Why waste time on Dooble?

Today I updated my haiku system, and I saw that there were updates for Dooble.
But, what is the point in wasting time on Dooble,if it can’t open even the Haiku discuss web page?

1 Like

Maybe just because someone had/has a use for it :slight_smile:

PS Konqueror also doesn’t support the forum, doesn’t stop me from trying it out. :smiley:

2 Likes

To enable correct display of discuss in Dooble and other browsers based on qtwebengine 5.x, you can enable experimental features with the QTWEBENGINE_CHROMIUM_FLAGS environment variable:

Add export QTWEBENGINE_CHROMIUM_FLAGS=–enable-experimental-web-platform-features to /boot/home/config/settings/boot/UserSetupEnvironment

Or we can add patch to Dooble, similar to how I added this to Falkon - haikuports/www-client/falkon/patches/falkon-23.08.5.patchset at master · haikuports/haikuports · GitHub

3 Likes



2 Likes

Updating a recipe can sometimes be a nightmare because a lot of things have changed but, it is often easier than doing the initial port.
Having different browsers focussed on different usage is also helpful for testing purposes.
Imagine for example that your have a problem with Falkon crashing the web engine.
QtWebEngine is, like other web engines, quite a beast. The problem may be easier to replicate with another browser. If you want to fix something, it’s not easy and, it takes time. You want to make sure that what fixes a problem here is not creating a problem there. So you will test with everything that you have handy.
Once you’re happy with the fix to the engine and it solves your initial problem, the hard work is done. Then why rebuild only one browser using this engine when others would also benefit from the fix?
Sometimes what appears a big change for you is only the side effect of solving a problem elsewhere.

2 Likes

I wonder now (looking at that patch) if we can use simular for kirigami?
Atm I have export KIRIGAMI_LOWPOWER_HARDWARE=1 in my profile (needed for instance in Kasts/NeoChat running on KF6)

1 Like

OK, that works for Konqueror too! Thanks @3dEyes ! :smiley:

With Dolphin on 32bit it’s not that bad :smiley: (just because it’s my time to waste) :rofl:

1 Like

Does Dooble use cookies like a normal browser - you can start up Dooble, and the cookies you were using yesterday with an authenticated session will still be there so you don’t have log back in to the site? That wasn’t my experience.

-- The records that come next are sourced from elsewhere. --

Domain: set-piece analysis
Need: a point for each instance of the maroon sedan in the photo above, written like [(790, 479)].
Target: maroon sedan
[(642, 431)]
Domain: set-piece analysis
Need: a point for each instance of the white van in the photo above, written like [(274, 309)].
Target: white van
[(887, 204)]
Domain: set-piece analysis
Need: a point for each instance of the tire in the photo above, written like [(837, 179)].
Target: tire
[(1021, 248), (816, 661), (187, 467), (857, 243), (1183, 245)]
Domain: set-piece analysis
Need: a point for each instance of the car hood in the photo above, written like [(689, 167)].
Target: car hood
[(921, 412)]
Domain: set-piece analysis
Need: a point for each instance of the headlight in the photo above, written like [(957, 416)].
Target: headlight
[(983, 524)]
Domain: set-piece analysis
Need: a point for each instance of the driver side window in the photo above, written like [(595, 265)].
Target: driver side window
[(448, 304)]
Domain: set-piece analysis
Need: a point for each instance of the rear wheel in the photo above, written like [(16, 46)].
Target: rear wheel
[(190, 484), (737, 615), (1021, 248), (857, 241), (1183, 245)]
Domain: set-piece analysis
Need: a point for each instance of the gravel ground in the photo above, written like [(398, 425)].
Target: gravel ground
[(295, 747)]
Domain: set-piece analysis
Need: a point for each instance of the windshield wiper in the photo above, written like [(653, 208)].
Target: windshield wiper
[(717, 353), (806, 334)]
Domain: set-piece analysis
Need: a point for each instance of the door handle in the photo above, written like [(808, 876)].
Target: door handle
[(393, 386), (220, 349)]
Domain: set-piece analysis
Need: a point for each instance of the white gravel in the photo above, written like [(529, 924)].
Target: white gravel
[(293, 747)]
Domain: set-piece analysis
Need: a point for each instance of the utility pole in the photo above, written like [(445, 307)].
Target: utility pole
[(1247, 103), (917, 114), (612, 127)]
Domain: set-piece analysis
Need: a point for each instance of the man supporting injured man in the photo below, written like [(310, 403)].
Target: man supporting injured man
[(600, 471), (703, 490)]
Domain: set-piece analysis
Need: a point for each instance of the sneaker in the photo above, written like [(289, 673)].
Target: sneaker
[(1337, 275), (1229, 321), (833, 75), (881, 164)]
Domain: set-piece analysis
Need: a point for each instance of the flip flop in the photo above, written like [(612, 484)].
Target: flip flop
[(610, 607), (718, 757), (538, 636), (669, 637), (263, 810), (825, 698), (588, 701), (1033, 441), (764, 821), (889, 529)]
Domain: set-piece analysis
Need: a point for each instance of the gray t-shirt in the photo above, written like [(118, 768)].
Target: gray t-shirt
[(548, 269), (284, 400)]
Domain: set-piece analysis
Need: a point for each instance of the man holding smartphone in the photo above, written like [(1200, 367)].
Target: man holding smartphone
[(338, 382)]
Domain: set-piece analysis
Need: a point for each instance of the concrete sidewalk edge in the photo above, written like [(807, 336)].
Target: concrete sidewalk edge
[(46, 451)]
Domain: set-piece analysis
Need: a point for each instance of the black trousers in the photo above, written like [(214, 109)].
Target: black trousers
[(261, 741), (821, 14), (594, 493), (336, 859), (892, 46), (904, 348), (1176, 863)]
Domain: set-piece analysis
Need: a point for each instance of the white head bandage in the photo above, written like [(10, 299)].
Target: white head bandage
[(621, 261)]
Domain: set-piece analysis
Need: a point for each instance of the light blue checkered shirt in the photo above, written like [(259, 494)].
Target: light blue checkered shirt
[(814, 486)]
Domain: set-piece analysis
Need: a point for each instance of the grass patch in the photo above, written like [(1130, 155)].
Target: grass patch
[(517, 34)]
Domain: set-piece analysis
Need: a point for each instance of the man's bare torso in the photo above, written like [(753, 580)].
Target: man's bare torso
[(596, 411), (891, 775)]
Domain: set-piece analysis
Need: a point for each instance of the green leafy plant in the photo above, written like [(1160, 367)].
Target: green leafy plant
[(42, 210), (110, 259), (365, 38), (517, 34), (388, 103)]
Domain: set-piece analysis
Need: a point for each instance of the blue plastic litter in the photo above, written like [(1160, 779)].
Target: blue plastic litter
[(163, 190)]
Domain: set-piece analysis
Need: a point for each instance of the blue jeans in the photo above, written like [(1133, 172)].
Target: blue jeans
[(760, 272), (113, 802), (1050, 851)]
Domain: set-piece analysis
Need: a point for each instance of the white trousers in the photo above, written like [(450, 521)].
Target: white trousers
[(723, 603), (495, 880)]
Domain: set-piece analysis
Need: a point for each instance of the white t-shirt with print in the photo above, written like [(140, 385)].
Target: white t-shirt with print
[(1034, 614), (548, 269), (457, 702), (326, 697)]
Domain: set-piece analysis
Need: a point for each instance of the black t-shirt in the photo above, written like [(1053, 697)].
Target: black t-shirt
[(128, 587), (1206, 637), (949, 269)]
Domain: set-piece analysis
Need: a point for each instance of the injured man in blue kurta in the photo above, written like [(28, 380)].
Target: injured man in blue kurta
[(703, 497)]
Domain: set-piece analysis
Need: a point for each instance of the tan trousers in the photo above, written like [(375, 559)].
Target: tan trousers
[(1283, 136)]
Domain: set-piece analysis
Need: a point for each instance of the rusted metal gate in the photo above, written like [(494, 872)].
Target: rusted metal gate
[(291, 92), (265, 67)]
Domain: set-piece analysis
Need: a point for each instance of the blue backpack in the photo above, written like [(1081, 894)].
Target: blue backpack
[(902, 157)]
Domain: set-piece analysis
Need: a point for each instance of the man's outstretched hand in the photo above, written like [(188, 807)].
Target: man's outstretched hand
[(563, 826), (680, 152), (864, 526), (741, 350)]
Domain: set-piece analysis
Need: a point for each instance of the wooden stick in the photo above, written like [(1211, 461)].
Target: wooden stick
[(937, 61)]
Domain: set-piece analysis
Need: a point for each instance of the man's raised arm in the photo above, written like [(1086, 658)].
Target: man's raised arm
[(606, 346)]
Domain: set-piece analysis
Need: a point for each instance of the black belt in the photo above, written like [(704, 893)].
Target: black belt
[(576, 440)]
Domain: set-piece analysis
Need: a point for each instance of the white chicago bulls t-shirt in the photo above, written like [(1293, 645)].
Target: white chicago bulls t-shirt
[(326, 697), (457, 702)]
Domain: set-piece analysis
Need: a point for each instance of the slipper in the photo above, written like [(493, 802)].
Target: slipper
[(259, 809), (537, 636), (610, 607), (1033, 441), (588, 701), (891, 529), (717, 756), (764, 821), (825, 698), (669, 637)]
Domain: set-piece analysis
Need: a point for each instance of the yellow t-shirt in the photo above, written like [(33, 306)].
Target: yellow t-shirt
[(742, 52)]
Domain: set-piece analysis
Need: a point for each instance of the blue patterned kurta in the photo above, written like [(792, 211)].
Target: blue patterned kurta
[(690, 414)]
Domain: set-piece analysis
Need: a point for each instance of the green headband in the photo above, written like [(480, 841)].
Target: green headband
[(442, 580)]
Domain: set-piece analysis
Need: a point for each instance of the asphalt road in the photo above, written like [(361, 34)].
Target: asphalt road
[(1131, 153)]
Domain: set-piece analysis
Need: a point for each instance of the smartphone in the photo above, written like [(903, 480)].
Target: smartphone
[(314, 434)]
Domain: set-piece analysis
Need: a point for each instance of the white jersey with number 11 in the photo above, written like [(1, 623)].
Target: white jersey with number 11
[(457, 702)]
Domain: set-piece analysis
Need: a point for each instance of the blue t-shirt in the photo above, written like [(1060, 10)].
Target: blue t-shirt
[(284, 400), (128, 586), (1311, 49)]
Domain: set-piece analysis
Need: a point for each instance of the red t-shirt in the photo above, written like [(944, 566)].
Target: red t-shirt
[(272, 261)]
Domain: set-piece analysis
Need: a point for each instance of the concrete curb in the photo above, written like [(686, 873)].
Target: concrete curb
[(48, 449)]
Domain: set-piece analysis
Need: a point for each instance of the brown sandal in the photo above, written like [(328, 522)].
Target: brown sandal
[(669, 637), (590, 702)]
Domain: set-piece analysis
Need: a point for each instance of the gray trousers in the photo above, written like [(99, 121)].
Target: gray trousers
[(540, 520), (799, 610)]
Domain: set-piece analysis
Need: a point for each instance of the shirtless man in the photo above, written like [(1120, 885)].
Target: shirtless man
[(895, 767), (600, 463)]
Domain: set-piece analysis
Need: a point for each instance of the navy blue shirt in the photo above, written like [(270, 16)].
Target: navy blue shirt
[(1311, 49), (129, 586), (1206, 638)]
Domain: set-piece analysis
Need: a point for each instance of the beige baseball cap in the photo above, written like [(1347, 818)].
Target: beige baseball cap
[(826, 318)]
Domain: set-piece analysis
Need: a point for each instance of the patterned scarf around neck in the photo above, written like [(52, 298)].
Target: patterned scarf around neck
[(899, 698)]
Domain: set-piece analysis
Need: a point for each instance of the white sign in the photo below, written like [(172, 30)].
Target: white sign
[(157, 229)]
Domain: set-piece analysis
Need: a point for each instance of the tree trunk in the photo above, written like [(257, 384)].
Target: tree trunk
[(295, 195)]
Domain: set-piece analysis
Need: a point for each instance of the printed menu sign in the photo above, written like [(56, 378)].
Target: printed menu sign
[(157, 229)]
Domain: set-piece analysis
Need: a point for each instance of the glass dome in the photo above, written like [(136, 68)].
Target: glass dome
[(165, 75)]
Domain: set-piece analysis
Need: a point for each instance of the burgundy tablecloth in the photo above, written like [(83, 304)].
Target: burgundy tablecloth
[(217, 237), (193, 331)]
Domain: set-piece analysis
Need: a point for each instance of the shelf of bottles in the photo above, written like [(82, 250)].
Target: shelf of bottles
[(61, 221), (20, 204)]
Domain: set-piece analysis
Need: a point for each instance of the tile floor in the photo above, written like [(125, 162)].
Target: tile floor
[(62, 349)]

No idea there, my main browsers (in this order) are WebPositive and Web (epiphany) at “this” moment. The others are for playing around. :slight_smile:

Dooble used to be a browser security oriented, some may say for paranoid people. New versions seem less radical but the default settings might be less permissive than for other browsers.

When I asked about this before, someone did indeed suggest it was a deliberate policy motivated by security. I had spent some trime with the configuration options to no avail, but not sure I hit the right combination. What I haven’t heard yet, is that anyone is actually able to use it on Haiku with stored cookies as described, and so far to me it looks like it can’t be a fully functional browser option. Why waste time, indeed.

Yes. Works fine for me. As long as the server-side lets you and you don’t have clear cookie (timeframe) presets.

The main browsers are: Epiphany (Web) and WebPositive.

Falcon, Dooble, Otter Browser and some others may overlap in functionality and possibly lightweight browsers in comparison to Epiphany (or Firefox) - yet they exist as different strokes for different folks (like cars and ink pens).

1 Like

Thanks! But … not for me. I installed it and gave it a try, but I think Dooble may have known what I was up to, and it just wouldn’t let me log in. On one site, it professed to not be able to find the login page - gosh, maybe it moved or something!? Webpositive finds it OK. On another site, I got a weirdly obscure message that “an appropriate representation of the requested resource could not be found on this server.” I’d have tried more, but I didn’t like the thread using all the CPU it could get - I have other CPU cores, but I don’t like the fan noise.

And, while I’m at it, it grabs a totally inappropriate font out of non-packaged/data/fonts/otfonts/, that I have there for musical chord notation. This is in general a problem I recall with “Web” as well - dorky fonts where a normal browser would render the page more like it was presumably intended. Maybe a font selection system that works better on Linux.

I use it just because I can turn off javascript.
With most sites, I just do not need javascript.
I just want to read and see a image.
I wish you could in webpositive too.

1 Like

At the risk of sounding like a parrot… have you filed an issue for that yet? (or if there is one already, always good to link it up when mentioning the issue, so other folks can comment, or add more info, on it).

1 Like

That appeared to me to be consistent enough that anyone who would use “Web” for more than few minutes would encounter it. Hence, it would seem to be a matter of taste, that I consider it a defect.